Colorectal Cancer Awareness Month
March 23, 2023
March is National Colorectal Cancer Awareness Month, and during this important month, Decatur County Hospital urges everyone to visit getscreened.org to learn more about colorectal cancer symptoms, risk factors, and screening options.
According to the American Cancer Society, this year an estimated 153,020 people in the U.S. will be diagnosed with colorectal cancer and 52,550 will die from it. Colorectal cancer is a term that includes colon cancer and rectal cancer. Colorectal cancer is the second deadliest and fourth most common form of cancer in the U.S. Most colorectal cancers develop in people above age fifty (50), but more than one (1) in ten (10) diagnoses are in younger people. In fact, cases of young-onset colorectal cancer are rising.
But there is some good news! Colorectal cancer is one of the most preventable cancers and is highly treatable when detected early. Most people should begin getting screened for colorectal cancer at age 45, according to national guidelines.

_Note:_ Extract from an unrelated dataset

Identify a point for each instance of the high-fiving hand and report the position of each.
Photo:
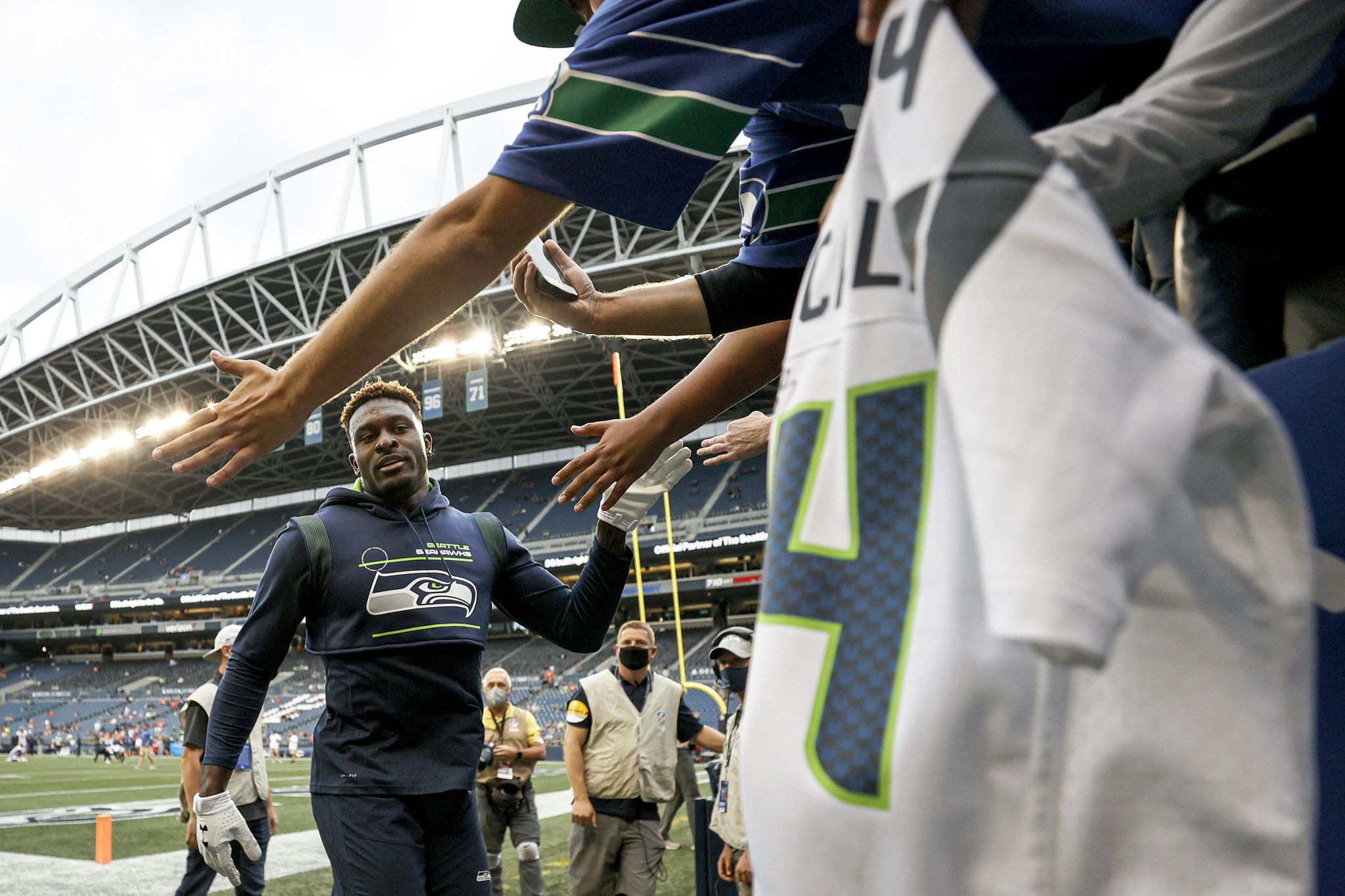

People at higher risk, including those with symptoms, a family history of colorectal cancer, and certain inherited genetic syndromes like Lynch Syndrome may need to get checked earlier.
At Decatur County Hospital, we are your local partner for screening and treatment of colorectal cancer. Dr. Wehling, DO, our General/Vascular Surgeon, offers colonoscopies to look for signs of colon cancer, and if diagnosed, offers multiple on-site procedure options to address the illness.
Surgical options to address colorectal cancer include colon resection specifically related to cancer or diverticulitis, intervention during a colonoscopy to remove suspect polyps, and ostomies (including reversal).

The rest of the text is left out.